Entrevista:O Estado inteligente

sábado, julho 21, 2007

FERNANDO GABEIRA Corações partidos

PARIS - Depois de dois dias de trabalho em Genebra, cheguei a Paris pensando em férias. Abri a mala, liguei a TV e lá estava a imagem terrível do desastre com o Airbus da TAM. Foram dois dias de debates sobre o futuro: energia solar, internet, genoma.
Reduzi o volume por causa dos vizinhos e passei a noite perplexo com as notícias que vinham de São Paulo. Era tudo tão familiar; o logo da TAM, a avenida Washington Luís, o rosto de William Bonner. Os debates sobre o futuro pareciam irreais, assim como a lista de livros que trouxe para comprar.
Era apenas um brasileiro num quarto de hotel, sofrendo com as imagens dos familiares das vítimas, especialmente um casal mais velho abraçado, olhando desoladamente para o chão. Nesses momentos, a noite passada em claro nos obriga a um exame de consciência, um fluxo que nos arrebata e que, no final, sempre nos transforma numa outra pessoa.
Desde novembro, falo da crise aérea. No entanto, fui incapaz de ajudar o governo ou mesmo de atravessar a muralha defensiva de auto-suficiência que criou para justificar seu ritmo lento. De repente, tudo o que parecia velho e bolorento em nosso país desaba nesse pequeno quarto como algo insuportável.
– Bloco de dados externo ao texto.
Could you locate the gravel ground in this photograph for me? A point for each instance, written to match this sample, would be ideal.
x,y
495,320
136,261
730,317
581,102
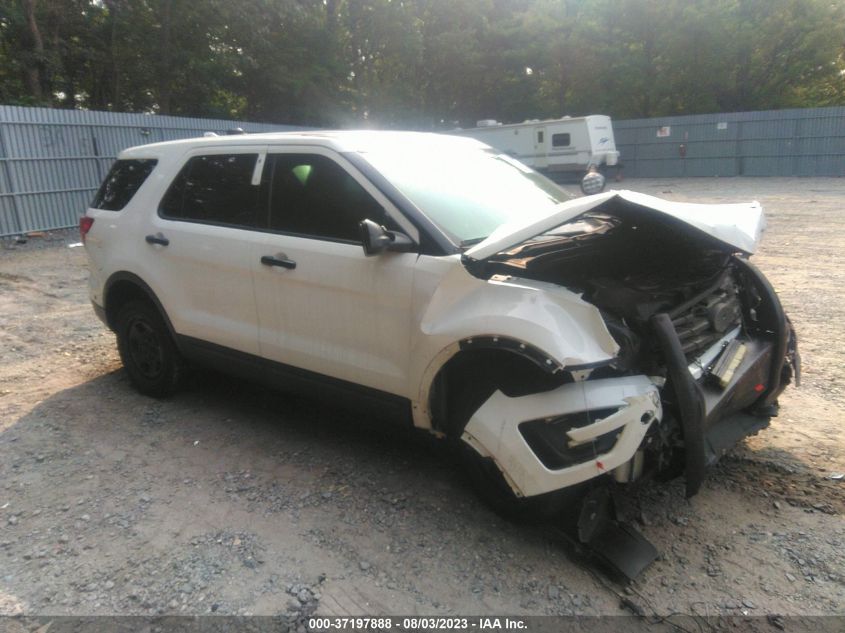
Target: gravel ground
x,y
232,499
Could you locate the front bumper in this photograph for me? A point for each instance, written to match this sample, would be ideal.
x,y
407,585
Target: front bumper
x,y
494,430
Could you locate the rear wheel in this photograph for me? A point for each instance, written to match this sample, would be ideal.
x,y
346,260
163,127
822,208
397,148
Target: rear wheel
x,y
147,350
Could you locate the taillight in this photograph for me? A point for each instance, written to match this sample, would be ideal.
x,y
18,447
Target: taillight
x,y
85,224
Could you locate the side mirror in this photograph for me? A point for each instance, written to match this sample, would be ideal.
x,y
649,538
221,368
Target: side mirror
x,y
376,239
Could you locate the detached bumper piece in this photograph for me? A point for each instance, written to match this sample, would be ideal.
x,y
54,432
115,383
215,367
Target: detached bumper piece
x,y
555,439
741,395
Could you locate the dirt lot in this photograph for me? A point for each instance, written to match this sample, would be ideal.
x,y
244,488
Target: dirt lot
x,y
231,499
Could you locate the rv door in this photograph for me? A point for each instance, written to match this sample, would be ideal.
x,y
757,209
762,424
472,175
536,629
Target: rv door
x,y
541,154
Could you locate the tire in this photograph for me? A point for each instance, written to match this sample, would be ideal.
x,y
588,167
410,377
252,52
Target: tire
x,y
149,355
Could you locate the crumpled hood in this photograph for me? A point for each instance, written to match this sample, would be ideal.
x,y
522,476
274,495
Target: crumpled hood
x,y
737,225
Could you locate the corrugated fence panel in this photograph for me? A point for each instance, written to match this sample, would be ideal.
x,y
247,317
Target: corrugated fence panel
x,y
52,161
809,142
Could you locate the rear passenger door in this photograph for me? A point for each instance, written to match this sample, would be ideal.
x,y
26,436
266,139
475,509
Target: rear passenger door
x,y
201,246
323,305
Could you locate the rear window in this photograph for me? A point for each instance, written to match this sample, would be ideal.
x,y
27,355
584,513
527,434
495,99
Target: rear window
x,y
124,179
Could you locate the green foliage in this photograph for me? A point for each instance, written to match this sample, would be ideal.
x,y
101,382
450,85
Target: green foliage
x,y
426,64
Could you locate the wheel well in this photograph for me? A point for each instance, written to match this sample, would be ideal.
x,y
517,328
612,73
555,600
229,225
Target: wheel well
x,y
470,377
122,291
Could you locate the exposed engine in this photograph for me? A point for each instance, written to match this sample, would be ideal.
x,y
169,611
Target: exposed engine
x,y
631,268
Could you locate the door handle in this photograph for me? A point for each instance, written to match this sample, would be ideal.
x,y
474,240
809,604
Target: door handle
x,y
157,239
282,261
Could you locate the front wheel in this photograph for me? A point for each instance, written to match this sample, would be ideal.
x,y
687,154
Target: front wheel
x,y
147,350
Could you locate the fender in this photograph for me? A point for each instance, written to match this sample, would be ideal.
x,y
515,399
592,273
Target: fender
x,y
548,324
135,280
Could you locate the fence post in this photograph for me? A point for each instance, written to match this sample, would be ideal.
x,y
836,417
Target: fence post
x,y
12,186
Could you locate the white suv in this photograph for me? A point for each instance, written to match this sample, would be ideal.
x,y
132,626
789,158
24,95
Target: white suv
x,y
554,341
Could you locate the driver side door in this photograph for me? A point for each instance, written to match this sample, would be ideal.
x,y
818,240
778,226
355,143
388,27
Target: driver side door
x,y
323,305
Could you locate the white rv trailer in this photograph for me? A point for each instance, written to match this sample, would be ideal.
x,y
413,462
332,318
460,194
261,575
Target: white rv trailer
x,y
556,146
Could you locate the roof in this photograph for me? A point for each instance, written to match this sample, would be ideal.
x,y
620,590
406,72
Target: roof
x,y
339,140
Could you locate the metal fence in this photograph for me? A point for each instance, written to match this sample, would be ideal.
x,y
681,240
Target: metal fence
x,y
806,142
52,161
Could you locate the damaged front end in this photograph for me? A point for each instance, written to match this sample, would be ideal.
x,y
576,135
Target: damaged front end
x,y
705,347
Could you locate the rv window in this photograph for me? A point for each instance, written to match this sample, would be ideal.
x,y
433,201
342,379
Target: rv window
x,y
560,140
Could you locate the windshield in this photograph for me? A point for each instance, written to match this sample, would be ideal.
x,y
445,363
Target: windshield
x,y
468,192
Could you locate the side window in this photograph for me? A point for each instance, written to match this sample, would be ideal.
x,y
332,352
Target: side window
x,y
216,189
560,140
313,195
123,180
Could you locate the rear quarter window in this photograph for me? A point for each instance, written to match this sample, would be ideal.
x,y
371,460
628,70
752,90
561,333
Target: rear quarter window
x,y
123,181
214,189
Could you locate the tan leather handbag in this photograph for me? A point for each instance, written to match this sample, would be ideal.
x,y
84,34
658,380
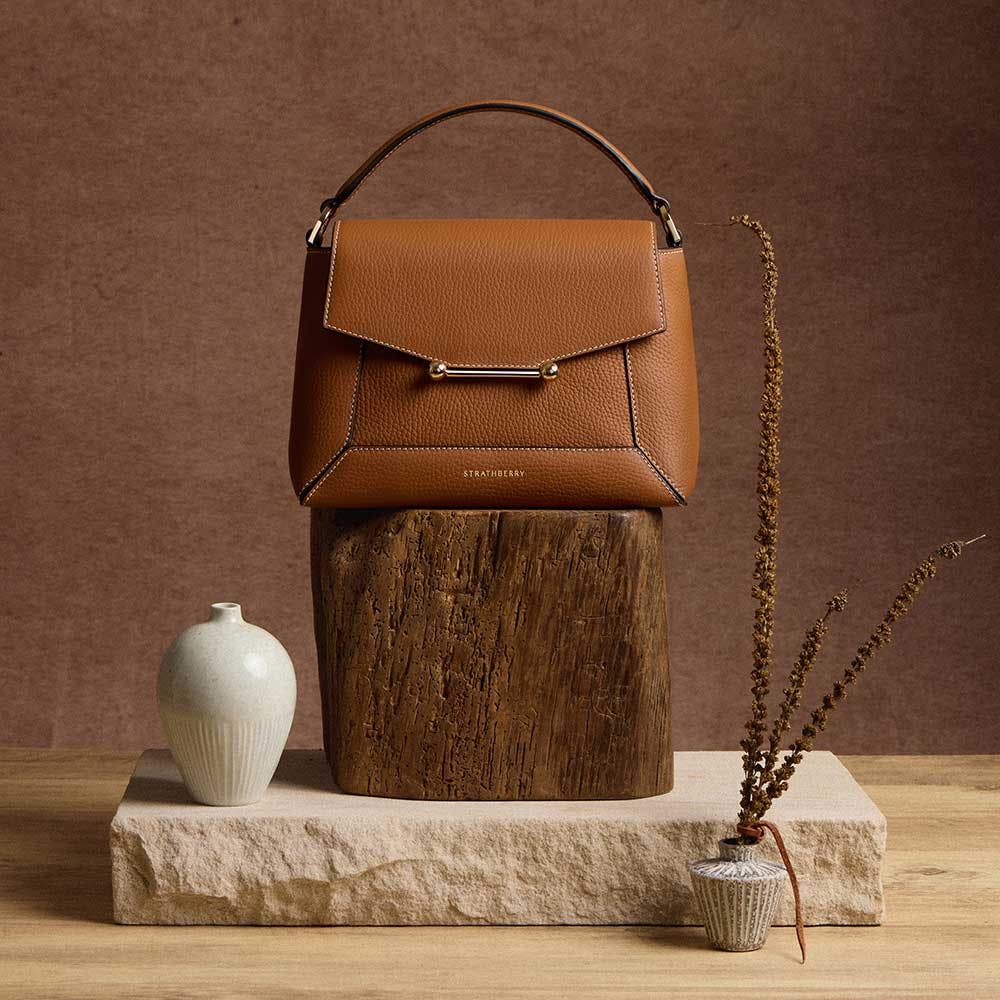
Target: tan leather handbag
x,y
494,362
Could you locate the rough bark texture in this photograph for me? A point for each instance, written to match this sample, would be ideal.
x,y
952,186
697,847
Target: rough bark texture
x,y
493,654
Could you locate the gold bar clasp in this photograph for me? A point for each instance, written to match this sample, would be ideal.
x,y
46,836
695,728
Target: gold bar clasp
x,y
438,370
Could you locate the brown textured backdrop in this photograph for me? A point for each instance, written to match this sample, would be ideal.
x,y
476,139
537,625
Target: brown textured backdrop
x,y
160,163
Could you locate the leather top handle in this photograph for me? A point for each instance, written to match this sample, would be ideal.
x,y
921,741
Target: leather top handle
x,y
660,206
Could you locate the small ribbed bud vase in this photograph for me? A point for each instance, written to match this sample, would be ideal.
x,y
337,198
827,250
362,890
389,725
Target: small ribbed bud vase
x,y
226,692
738,894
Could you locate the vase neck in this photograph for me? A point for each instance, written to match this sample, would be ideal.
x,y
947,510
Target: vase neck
x,y
226,613
732,850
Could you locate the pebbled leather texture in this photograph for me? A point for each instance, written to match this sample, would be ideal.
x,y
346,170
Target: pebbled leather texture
x,y
618,427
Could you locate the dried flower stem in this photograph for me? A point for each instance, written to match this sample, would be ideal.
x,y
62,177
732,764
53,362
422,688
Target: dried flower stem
x,y
762,781
811,646
880,637
766,535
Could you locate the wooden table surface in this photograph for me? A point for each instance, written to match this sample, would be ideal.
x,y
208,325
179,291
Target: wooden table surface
x,y
941,937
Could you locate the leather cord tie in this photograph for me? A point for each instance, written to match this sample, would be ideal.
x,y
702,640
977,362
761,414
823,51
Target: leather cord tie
x,y
756,832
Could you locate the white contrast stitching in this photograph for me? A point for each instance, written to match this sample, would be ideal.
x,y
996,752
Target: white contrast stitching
x,y
345,445
486,447
561,357
656,469
677,495
641,447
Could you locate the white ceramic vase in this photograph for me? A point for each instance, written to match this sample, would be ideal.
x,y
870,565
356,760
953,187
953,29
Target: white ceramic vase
x,y
737,894
226,692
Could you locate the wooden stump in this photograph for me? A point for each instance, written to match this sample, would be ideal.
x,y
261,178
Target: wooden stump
x,y
493,654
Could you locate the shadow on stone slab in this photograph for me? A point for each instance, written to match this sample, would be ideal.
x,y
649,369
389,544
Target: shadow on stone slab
x,y
692,938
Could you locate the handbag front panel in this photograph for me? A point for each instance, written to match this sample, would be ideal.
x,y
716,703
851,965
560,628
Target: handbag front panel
x,y
617,428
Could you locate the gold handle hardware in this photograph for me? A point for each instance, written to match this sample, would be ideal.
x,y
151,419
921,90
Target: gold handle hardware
x,y
439,370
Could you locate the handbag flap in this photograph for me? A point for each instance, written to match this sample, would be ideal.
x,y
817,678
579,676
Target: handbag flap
x,y
494,292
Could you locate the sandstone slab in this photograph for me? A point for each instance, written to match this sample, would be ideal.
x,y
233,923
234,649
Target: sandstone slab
x,y
310,855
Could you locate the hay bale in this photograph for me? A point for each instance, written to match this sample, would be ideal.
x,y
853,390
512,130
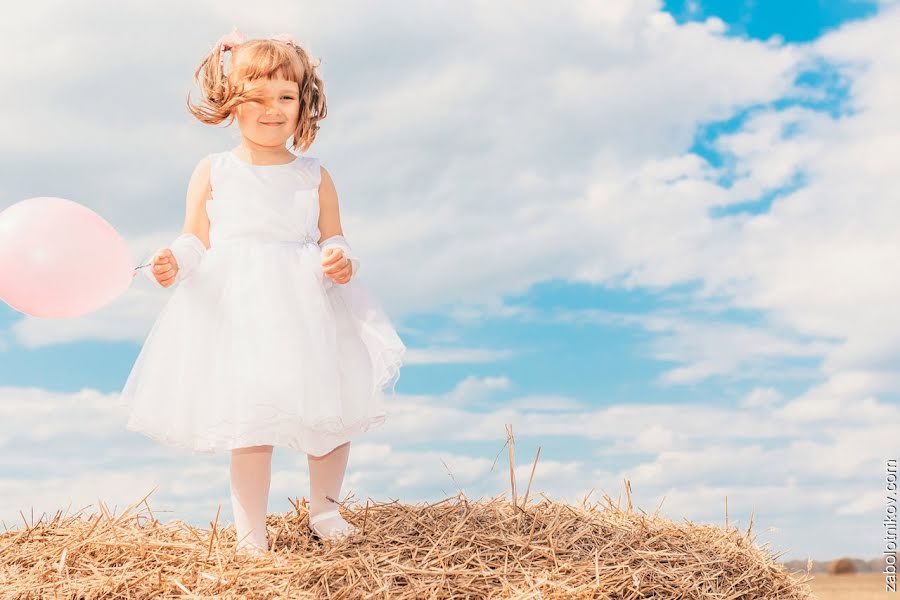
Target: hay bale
x,y
454,547
841,566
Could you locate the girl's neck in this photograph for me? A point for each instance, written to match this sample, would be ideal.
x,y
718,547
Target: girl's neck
x,y
263,155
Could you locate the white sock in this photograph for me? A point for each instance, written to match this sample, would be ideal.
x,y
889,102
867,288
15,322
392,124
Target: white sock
x,y
326,474
251,474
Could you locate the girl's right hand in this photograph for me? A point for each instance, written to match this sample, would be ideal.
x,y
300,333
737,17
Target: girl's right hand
x,y
165,268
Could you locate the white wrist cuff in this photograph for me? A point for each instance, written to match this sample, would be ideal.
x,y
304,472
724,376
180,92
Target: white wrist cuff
x,y
188,251
339,241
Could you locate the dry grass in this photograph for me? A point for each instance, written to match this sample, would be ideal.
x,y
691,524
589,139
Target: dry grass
x,y
453,548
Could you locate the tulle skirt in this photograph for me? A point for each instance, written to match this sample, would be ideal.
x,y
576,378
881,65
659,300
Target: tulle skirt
x,y
257,346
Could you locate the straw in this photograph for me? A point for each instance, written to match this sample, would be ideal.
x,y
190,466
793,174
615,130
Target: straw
x,y
499,548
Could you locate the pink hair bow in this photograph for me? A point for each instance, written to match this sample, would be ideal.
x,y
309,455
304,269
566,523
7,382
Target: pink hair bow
x,y
286,38
235,38
230,40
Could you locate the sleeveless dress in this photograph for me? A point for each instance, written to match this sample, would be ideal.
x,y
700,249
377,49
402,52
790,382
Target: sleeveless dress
x,y
257,345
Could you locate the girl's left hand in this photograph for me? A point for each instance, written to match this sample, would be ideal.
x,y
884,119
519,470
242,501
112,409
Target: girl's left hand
x,y
336,266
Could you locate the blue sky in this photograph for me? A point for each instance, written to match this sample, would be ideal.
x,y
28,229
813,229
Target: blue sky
x,y
678,305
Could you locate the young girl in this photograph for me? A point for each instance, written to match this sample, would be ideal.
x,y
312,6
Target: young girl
x,y
269,339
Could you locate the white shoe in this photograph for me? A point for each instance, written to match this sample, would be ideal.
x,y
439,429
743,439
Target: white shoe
x,y
252,550
347,531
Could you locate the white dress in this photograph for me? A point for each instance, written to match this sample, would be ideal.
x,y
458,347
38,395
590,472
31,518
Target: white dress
x,y
258,346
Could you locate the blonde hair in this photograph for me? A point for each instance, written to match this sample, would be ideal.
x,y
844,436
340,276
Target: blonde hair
x,y
250,61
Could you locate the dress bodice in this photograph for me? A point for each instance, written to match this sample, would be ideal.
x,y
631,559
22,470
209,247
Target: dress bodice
x,y
265,203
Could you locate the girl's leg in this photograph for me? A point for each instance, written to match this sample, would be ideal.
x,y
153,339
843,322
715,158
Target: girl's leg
x,y
326,474
251,474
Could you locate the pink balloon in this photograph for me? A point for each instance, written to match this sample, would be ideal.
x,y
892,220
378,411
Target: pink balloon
x,y
60,259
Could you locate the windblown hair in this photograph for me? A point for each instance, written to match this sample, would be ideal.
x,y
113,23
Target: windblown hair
x,y
253,60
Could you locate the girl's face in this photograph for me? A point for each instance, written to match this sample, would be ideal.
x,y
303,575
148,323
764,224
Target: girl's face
x,y
272,123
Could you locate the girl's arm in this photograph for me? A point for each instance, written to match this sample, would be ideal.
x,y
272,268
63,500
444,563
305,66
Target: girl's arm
x,y
330,221
196,221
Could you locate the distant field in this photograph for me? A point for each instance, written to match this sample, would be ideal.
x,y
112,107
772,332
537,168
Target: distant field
x,y
865,586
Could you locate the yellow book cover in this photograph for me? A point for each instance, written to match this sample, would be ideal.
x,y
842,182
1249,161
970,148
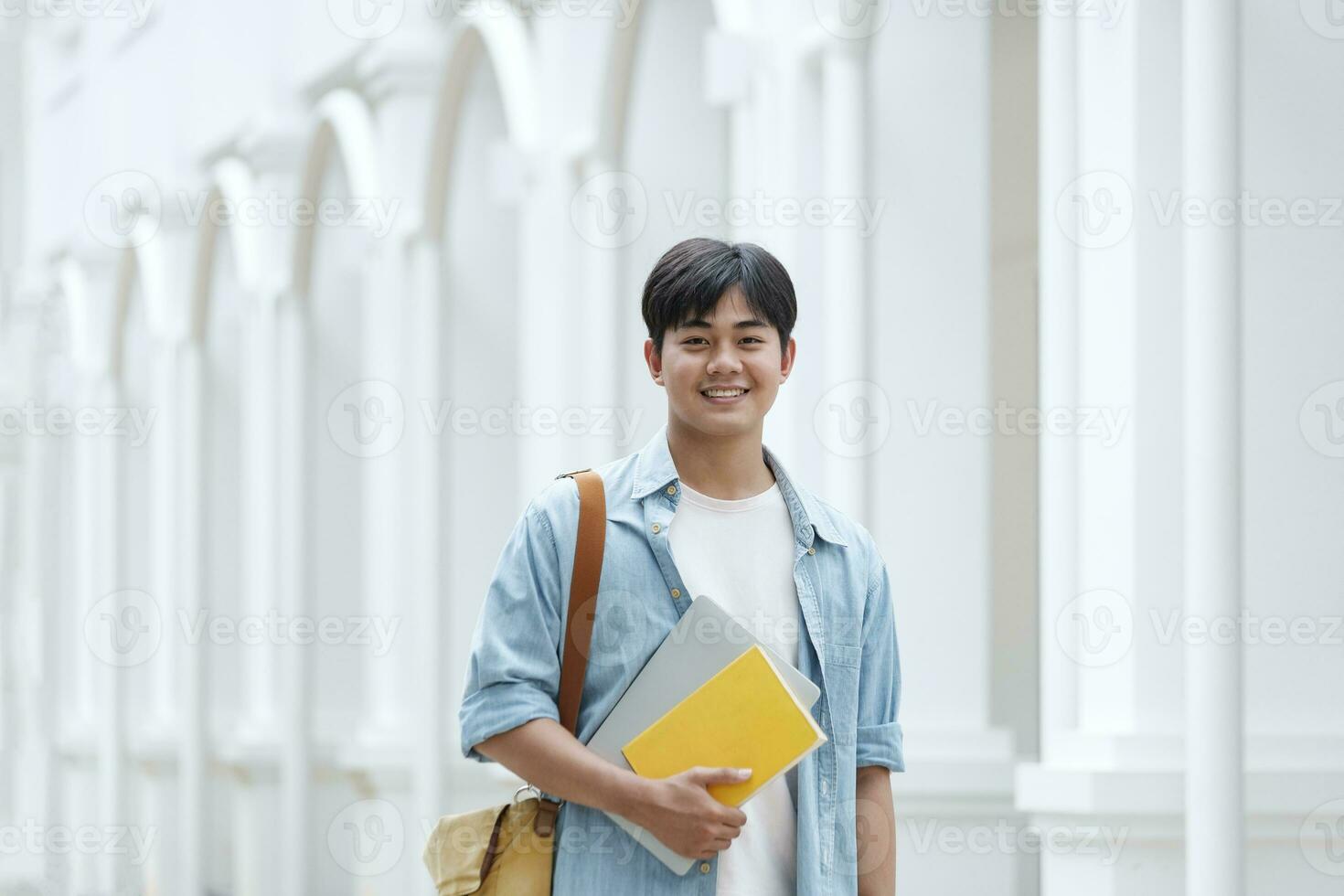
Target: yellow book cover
x,y
742,718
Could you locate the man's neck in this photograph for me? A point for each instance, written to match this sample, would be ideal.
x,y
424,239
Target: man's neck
x,y
729,468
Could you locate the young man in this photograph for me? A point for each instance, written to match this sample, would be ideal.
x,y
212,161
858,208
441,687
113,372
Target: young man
x,y
703,508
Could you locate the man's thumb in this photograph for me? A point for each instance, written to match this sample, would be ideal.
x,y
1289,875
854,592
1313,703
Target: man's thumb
x,y
728,775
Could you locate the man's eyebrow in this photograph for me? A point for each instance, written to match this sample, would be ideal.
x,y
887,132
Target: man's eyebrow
x,y
703,324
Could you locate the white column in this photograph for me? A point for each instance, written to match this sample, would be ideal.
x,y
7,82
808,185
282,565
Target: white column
x,y
296,766
844,257
400,86
1214,789
191,669
1058,80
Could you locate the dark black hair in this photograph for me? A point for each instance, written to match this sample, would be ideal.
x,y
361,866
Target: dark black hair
x,y
692,275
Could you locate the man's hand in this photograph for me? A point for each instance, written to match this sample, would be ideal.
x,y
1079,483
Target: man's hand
x,y
684,817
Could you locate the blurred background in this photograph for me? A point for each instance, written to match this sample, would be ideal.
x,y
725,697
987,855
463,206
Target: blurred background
x,y
302,303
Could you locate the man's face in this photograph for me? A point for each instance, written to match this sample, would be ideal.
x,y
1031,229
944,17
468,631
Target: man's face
x,y
731,351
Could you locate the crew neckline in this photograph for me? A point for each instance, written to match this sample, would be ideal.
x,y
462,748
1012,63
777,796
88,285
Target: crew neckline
x,y
726,506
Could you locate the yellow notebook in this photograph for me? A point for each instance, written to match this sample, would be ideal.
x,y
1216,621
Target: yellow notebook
x,y
742,718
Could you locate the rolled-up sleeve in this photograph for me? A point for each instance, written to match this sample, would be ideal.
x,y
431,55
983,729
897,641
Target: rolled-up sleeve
x,y
878,739
514,670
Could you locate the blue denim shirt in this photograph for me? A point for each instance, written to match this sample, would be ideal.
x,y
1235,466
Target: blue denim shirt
x,y
849,652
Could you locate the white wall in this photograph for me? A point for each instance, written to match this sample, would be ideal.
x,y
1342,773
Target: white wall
x,y
299,463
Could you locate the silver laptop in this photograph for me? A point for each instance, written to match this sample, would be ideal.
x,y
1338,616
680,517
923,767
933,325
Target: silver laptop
x,y
705,640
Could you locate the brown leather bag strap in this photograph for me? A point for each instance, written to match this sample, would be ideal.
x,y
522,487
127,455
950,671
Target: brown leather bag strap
x,y
583,584
578,618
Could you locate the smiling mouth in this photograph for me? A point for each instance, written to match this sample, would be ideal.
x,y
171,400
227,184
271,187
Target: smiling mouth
x,y
723,397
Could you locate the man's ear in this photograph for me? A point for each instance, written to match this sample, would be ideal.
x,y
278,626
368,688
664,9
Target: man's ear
x,y
654,360
786,359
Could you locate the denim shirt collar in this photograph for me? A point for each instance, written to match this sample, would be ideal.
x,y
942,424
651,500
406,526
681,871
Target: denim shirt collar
x,y
654,470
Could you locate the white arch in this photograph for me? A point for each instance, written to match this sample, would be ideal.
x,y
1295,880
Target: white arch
x,y
613,109
143,262
231,183
346,126
504,45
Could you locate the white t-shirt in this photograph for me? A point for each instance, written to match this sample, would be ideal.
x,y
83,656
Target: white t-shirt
x,y
740,554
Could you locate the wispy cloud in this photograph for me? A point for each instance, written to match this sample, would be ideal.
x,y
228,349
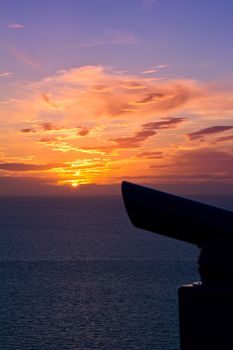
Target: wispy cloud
x,y
29,167
6,74
149,71
14,25
197,135
147,130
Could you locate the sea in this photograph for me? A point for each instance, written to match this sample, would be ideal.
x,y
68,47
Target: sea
x,y
76,275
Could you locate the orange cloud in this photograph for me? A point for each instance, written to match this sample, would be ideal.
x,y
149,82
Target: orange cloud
x,y
29,167
93,113
197,135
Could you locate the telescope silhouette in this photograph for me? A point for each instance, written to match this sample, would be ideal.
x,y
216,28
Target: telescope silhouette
x,y
205,309
177,217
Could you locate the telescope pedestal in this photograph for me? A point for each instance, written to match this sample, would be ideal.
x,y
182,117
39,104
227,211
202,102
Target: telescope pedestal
x,y
206,317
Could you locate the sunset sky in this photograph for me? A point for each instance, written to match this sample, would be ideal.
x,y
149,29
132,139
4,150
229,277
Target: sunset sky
x,y
96,91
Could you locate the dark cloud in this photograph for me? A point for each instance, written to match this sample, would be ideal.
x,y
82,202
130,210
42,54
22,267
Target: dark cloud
x,y
168,123
29,167
148,130
151,97
133,141
197,135
49,126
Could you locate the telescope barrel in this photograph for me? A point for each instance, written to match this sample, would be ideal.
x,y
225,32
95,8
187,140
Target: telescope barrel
x,y
177,217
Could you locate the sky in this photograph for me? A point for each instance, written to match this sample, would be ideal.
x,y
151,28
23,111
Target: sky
x,y
93,92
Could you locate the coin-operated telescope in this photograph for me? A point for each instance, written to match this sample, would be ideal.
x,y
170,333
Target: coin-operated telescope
x,y
205,308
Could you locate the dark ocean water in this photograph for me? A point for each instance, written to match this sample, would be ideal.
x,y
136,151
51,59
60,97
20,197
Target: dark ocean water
x,y
76,275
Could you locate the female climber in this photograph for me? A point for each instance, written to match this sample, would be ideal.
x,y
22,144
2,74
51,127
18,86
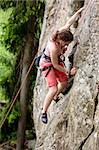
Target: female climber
x,y
53,69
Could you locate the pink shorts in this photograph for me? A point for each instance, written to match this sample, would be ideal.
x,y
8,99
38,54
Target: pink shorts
x,y
54,75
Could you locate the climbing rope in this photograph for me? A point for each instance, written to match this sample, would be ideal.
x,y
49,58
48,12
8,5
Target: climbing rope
x,y
14,100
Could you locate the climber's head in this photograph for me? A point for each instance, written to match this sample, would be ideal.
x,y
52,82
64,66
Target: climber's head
x,y
63,38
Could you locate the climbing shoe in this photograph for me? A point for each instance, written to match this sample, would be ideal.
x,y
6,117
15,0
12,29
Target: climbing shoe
x,y
57,99
44,118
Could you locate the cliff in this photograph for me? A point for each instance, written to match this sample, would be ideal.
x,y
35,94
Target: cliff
x,y
74,120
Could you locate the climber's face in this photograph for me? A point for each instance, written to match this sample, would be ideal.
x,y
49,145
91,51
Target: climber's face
x,y
64,44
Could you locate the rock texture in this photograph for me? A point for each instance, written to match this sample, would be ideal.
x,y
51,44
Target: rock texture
x,y
73,121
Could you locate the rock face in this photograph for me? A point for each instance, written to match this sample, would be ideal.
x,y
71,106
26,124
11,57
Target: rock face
x,y
73,121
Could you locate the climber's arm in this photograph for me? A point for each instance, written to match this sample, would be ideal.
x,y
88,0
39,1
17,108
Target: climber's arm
x,y
72,19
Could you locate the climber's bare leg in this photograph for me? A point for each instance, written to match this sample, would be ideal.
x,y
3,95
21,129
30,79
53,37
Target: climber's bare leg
x,y
61,87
Para começar, a forte politização de uma CPI que acabou culpando os americanos pelo desastre do ano passado; e, seguida nossa tolerância com a incompetência, mergulhados que estamos em nossas derramadas relações pessoais, sempre voltadas para os amigos, enquanto o povo mesmo é uma abstração destinada a sofrer.
Alguma coisa está rompendo dentro de nós com a explosão do Airbus; não dá mais para conciliar com uma esquerda perdida no tempo, desoladamente medíocre até para os padrões do século passado. Não dá mais para conviver com a aliança de assim chamados socialistas com os grandes roedores da política nacional. A corrupção é apenas um tópico.
Há a incompetência que surgiu como um escândalo na tomada do Instituto Nacional do Câncer, explodiu como uma tragédia na morte das crianças guaranis-caiuás e agora se arrasta perigosamente na crise aérea. Isso não significa que o governo seja o culpado pelo acidente. Pilotos e especialistas revezaram-se na CNN tentando explicar os fatores que podem ter influído na explosão. No fundo, a discussão coincide com o debate que se trava no Brasil e que acompanhamos pela internet.
Significa apenas que para cada um de nós a tragédia terá um peso. Havia uma certa leveza no exílio, por sentir-me pouco responsável pelo que se passava no Brasil. Estávamos fora e pronto. Havia muita dor por estar fora.